Some years later, a white musician by the name of Paul Whiteman also enjoyed success performing what Hall calls "symphonic jazz," a style that he notes tamed the "primitive rhythms" of original jazz and became "more acceptable to white audiences". As jazz moved from the underground African-American social spaces, Whiteman earned one million dollars in a single year in the 1920s and was dubbed the "King of Jazz".

Since Whiteman's mainstream success, whites have continually reigned supreme over Black musical forms. For instance, Benny Goodman, a white man, became the "King of Swing" in the 1930s. Years later, Elvis Presley was crowned the "King of Rock 'N' Roll." Rolling Stone in 2003, named Justin Timberlake (whose style samples R&B) the "King of Pop". And let us not forget Eminem, who continues to be celebrated (somewhat ironically, to be fair) as "the Elvis of hip-hop".

The trend of mainstream absorption of Black musical genres has also reared its capitalist head in countries such as Canada. With the migration of Jamaicans to Canada came the importation of reggae music. Many already famous Jamaican acts such as Leroy Sibbles and Jackie Mittoo were a part of this migration flow and they contributed greatly to the success of the growth of reggae music outside of its birth place, Jamaica.

Yet Canadian reggae artist Snow, a white Canadian, held the top spot on the U.S. Billboard Singles Chart for seven weeks in 1993 with his single "Informer". Snow went on to earn a Guinness Book of World Records spot for earning both the biggest selling reggae single and highest charting reggae single in history. No Jamaican Canadian reggae artists have ever enjoyed this type of success inside or outside of Canada.

Are we supposed to believe that the crowning and success of white people performing Black musical genres is due to Black people's inability to organize or to maintain better infrastructure to produce quality music? If we continue to buy into these misconceptions, we will continue to overlook the power structures that foster the economic exploitation and cultural appropriation of Black cultural art forms.

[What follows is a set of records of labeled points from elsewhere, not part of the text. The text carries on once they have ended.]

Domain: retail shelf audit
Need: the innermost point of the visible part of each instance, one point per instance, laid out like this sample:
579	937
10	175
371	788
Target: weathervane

The repackaging of Black music continues to support a lopsided system by granting the financial success to the controllers of the music industry which, in many cases, are white people. Black musical products are bought and sold in the marketplace and most of the economic returns or profits go to white entrepreneurs, other music industry players, and artistes. The media (i.e. music magazines, radio shows etc.) and other institutions that disseminate culture are also chiefly owned and controlled by white people and positioned to engage in the economic exploitation of Black music.

Clearly, there remains a power disparity between white music industry owners and Black artistes. History has shown that the music industry has chosen to use white recording artists to reproduce the sounds of Black musicians in order to make it more appealing to a white mainstream audience, so as to gain more capital and acceptance of the music. As a result of the preceding state of affairs, musical forms such as rock-n-roll have been largely associated with white performers, despite the fact that Black musicians were pioneers of the genre.

This is not to say that black musical forms cannot be experimented by non-black people. However, history has shown while black musical genres were initially seen as culturally inferior and marginalized in mainstream popular culture, they later emerged as staples of a capitalist driven market that works hand-in-hand with white supremacy.

If musical genres have "no colour boundaries," as is often the convenient rhetoric used for the economic exploitation and repackaging of Black culture, my question is simple: Why aren't we seeing the mainstream music industry and billboard charts supporting jazz, hip hop and or reggae artists emerging from Africa or South America where these genres are equally popular?